Where $\mathcal{D}(\mathbb{R}) $ is the space of compactly supported smooth functions.
I tried to show it in many different ways but I can't finish the proof.
Attempt of proof:
Let be $P : P'=p$ (it exist because $p$ is continuous).
It is trivial to show that $\max_{y \in \mathbb{R}}(P) < + \infty$.
$$\lim_{n \to +\infty}\delta_{x_0}^{(n)}(\phi) =\lim_{n \to +\infty} \int_\mathbb{R} np[n(x-x_0)]\phi(x)dx = \lim_{n \to +\infty} \int_\mathbb{R} p(y)\phi(\frac{y}{n}+x_0)dy = \lim_{n \to +\infty} [P(y)\phi(\frac{y}{n}+x_0)]_{-\infty}^{+\infty} - \lim_{n \to +\infty} \int_\mathbb{R} \frac{P(y)}{n}\phi'(\frac{y}{n}+x_0)dy = \phi(x_0) - \lim_{n \to +\infty} \int_\mathbb{R} \frac{P(y)}{n}\phi'(\frac{y}{n}+x_0)dy $$
The problem is to show that the last integral converges to $0$; I tried with Lebesgue's dominated convergence theorem and with Holder inequality but I can't get it. The trouble is that $\text{supp}(\phi'(\frac{y}{n}+x_0)) \to +\infty$ when $n \to +\infty$.
Thank you!
Let $P(x) = \int_{-\infty}^x p(y)dy$ which is assumed to be well-defined and bounded and $\lim_{x \to -\infty}P(x) = 0 , \lim_{x \to+\infty}P(x)= 1$.

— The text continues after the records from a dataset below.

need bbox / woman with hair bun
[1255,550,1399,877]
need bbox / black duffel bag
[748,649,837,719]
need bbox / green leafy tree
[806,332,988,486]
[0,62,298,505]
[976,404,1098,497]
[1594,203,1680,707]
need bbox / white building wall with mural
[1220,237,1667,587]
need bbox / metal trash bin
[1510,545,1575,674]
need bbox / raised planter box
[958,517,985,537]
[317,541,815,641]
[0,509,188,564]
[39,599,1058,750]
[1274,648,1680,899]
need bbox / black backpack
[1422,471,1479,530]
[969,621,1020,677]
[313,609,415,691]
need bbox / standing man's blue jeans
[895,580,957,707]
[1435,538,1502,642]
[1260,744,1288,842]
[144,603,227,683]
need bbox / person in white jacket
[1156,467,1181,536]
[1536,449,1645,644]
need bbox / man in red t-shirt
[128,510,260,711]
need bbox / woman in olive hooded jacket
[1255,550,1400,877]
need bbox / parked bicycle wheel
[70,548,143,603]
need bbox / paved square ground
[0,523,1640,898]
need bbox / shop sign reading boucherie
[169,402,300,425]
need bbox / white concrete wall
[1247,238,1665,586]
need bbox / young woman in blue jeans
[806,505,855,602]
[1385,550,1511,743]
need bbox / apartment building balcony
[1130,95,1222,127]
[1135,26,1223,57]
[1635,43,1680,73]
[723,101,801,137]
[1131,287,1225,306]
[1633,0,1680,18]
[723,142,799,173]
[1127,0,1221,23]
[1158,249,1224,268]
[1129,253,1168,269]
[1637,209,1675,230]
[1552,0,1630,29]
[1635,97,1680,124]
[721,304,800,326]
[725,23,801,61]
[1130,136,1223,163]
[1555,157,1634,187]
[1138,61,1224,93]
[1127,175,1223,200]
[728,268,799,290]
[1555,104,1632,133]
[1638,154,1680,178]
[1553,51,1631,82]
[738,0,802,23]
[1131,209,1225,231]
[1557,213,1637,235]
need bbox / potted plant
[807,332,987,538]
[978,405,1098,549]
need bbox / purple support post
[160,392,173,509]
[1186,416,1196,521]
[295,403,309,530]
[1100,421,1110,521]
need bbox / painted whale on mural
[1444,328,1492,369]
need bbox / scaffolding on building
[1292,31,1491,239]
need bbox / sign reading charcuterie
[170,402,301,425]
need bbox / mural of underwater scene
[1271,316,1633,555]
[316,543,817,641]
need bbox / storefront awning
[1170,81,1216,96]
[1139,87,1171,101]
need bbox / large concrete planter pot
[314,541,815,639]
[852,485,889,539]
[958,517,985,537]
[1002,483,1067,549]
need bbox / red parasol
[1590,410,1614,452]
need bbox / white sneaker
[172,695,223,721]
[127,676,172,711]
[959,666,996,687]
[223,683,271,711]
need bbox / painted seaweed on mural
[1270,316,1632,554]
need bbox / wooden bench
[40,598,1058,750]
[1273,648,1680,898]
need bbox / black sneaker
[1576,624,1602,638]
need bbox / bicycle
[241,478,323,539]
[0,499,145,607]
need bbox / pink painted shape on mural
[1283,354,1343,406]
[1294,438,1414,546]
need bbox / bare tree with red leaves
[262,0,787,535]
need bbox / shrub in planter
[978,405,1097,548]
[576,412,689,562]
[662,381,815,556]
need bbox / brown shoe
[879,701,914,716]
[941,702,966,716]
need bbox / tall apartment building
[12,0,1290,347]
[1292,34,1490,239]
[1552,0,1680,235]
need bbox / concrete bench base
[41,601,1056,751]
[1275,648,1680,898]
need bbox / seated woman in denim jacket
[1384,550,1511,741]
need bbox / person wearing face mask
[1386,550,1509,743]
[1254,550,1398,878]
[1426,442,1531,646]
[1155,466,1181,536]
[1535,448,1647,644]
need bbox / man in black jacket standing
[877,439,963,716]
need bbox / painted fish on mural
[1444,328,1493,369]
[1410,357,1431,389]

If $\phi $ is $C^1$ and supported on $[a,b]$ then
$$\lim_{n \to \infty}\int_{-\infty}^\infty n p(nx) \phi(x)dx =\lim_{n \to \infty}\int_{a}^b np(nx) \phi(x)dx=\lim_{n \to \infty}-\int_a^b P(nx) \phi'(x)dx $$ $$= -\int_a^b \lim_{n \to \infty} P(nx) \phi'(x)dx = -\int_0^b \phi'(x)dx = \phi(0)-\phi(b)=\phi(0)$$ And hence $n p(nx)$ (and all its distributional derivatives) converges to $\delta(x)$ (and its distributional derivatives) in the sense of distributions.